Back then we had to travel a lot. Because most settlements were usually abandoned, we had to walk long distances to find inhabited places. It wasn’t like we needed their help, it’s just that old habits usually become tainted with the aura of certain rituals, and then the process of forgetting becomes rather complicated. And me and Uncle Marin – especially him – truly loved the company. For old times’ sake. Or, to put it in a more simple way, we were just two homeless souls.

The people in such places hadn’t become fully accustomed to those of our stature, even though more than ten years had passed since the disaster. Thinking about it, we probably looked quite strange to them in our first encounter, slowly emerging from the crimson shadows of the dusk, through the nothingness. As we moved towards the heart of Brașov, the dust became intoxicating. The wilderness was eating the city, slowly, year after year. That’s probably why people decided to escape from this place, besides fear, of course. Since there was no clear patch of earth left to farm, those who stayed behind became used to eating out of a can.

Uncle Marin, a Valahian man in his fifties from a region in Romania, next to Transylvania – tall and strong – sensed what was going on from a mile away. Uncle had a worn-out (once beautiful fazan feathered) hat, eaten away by time, something I had the distinct conviction didn’t suit him at all. And he was wearing a white, red-striped shirt with small green and blue flowers, that was two sizes too big for him. As for me, a kid muffled up in rags, with a pair of shoes model year one thousand nine hundred, I had a small advantage.
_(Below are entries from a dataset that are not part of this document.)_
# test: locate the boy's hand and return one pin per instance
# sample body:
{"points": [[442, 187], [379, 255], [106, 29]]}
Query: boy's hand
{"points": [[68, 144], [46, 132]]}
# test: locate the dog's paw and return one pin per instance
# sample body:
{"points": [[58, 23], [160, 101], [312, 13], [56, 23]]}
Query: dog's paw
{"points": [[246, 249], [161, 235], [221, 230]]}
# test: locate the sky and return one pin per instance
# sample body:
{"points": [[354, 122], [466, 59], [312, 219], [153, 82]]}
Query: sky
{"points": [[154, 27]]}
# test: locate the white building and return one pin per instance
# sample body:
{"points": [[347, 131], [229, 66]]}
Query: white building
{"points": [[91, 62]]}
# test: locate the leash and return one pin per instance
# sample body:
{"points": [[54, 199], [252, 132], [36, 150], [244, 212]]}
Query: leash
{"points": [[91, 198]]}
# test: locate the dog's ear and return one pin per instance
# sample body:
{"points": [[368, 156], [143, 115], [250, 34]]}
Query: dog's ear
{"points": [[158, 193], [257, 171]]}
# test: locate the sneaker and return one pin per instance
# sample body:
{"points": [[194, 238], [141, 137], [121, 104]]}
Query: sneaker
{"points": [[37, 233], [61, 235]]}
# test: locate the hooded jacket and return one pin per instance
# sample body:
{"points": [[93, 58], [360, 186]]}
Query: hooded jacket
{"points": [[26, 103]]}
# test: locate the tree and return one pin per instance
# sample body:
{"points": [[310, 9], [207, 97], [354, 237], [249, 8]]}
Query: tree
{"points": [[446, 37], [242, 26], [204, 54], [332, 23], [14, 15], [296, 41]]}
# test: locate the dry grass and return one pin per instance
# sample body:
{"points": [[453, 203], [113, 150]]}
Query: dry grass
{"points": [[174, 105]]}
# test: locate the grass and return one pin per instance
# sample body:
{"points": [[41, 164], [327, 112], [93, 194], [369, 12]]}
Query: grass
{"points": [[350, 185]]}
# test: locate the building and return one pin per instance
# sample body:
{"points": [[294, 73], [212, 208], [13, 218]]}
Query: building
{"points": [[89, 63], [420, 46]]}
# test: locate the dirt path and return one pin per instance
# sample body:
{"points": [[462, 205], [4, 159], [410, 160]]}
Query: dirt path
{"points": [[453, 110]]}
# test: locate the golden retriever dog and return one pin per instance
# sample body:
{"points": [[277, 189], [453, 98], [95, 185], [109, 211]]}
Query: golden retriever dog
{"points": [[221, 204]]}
The difference was that I was always saved by appearances: a poor redneck kid, not more than ten years old. That always drew some form of sympathy, in those dark days.

I guess it was a miracle that we managed to get downtown without anyone shooting at us, especially at night, when people are more paranoid and scared of the dark and used torches made of clothes soaked in gas and wrapped around stakes as a light source. Because by all appearances, that small neighborhood was filled with old people. And those old people were almost always paranoid, and they would shoot you on the spot if they still had the guns to do so. And those who had guns would carry them everywhere. But Marin was being careful. He told them we were just passing through, we weren’t going to stay for more than one day – or maybe two – enough to regain our strength and then we would be gone. They agreed. Lowered their rifles to the ground and left us to spend the night in some dilapidated old house. Even so, we weren’t entirely sure they hadn’t smelled us. It was hard to believe they hadn’t, but maybe they were trying to keep up appearances for various reasons, the primary one being fear.

Even though they had good reasons to fear us, they shouldn’t have. Because we weren’t that type of freak. We were, somehow . . . different. And that was especially because of Marin.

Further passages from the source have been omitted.